Geçtiğimiz hafta piyasalar açısından oldukça önemli bir hafta oldu. Obama’nın kurtarma paketinin Temsilciler Meclisi tarafından onaylanması, Cuma günü açıklanan son 27 yılın en kötü ABD büyüme oranı, Davos’ta yaşananlar ve Türkiye-IMF anlaşması hakkında açıklanan detaylar haftaya damgasını vurdu
Açıkçası beklenenden iyi gelen büyüme rakamları ve kurtarma paketinin onaylanması dolayısıyla daha olumlu bir hafta geçirmeyi umut etmiştim. Ancak yaşananlardan sonra piyasaya güvenin hala tam olarak yerleşmediğini ve olumsuz haberlerle birlikte borsaların tekrar düşüşe geçebileceğini hissetmeye başladım.

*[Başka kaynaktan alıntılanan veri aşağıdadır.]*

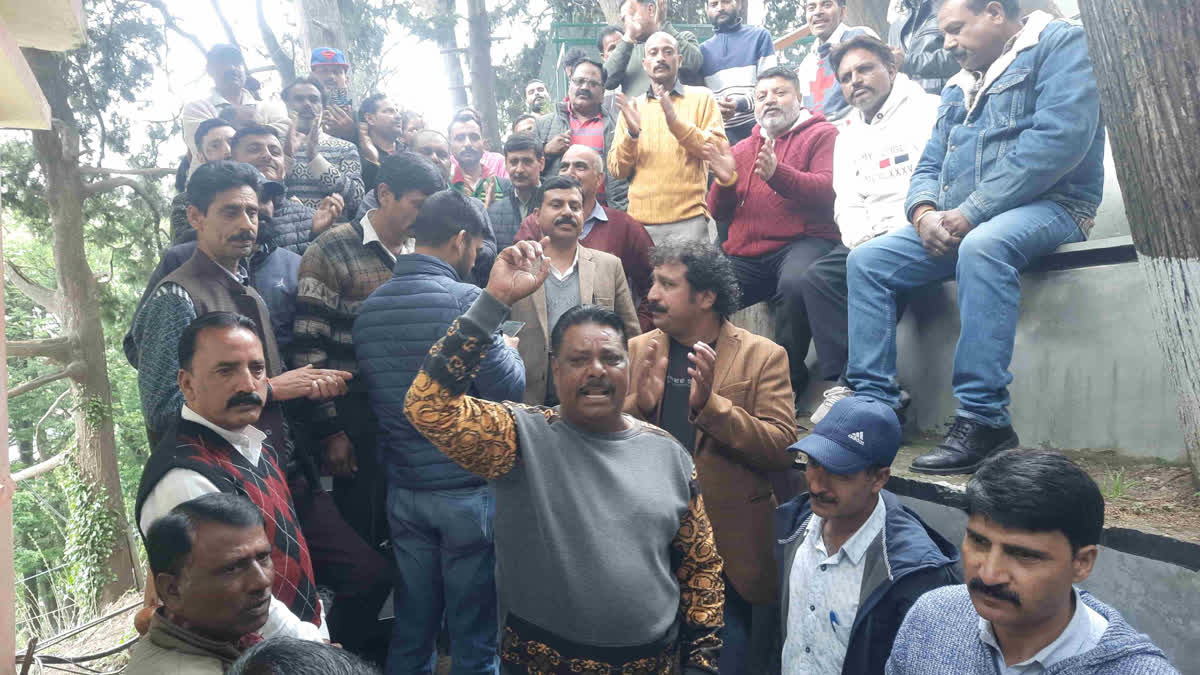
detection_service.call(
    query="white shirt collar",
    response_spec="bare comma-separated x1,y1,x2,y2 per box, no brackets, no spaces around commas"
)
209,86,258,106
580,202,608,241
550,246,580,281
181,404,266,466
947,10,1056,109
812,22,850,49
804,487,887,566
359,209,416,262
979,587,1109,673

Oldukça olumlu başladığımız haftaya haftanın sonlarına doğru açıklanan verilerin hala çok kötü olması ve işsizlik oranlarının giderek artması şu anda ABD’nin içinde bulunduğu resesyonun devam edeceği şeklinde yorumlandı. Pazartesi ve Salı günlerine baktığımızda borsalarda hava oldukça olumluydu. Japonya’nın kurtarma paketinin genişletilmesi çerçevesinde hisse satın alabileceğini belirtmesi ve ABD kurtarma planının içinde herkesin beğenisini kazanan “Kötü Banka” modeli yatırımcıları heyecanlandırmıştı.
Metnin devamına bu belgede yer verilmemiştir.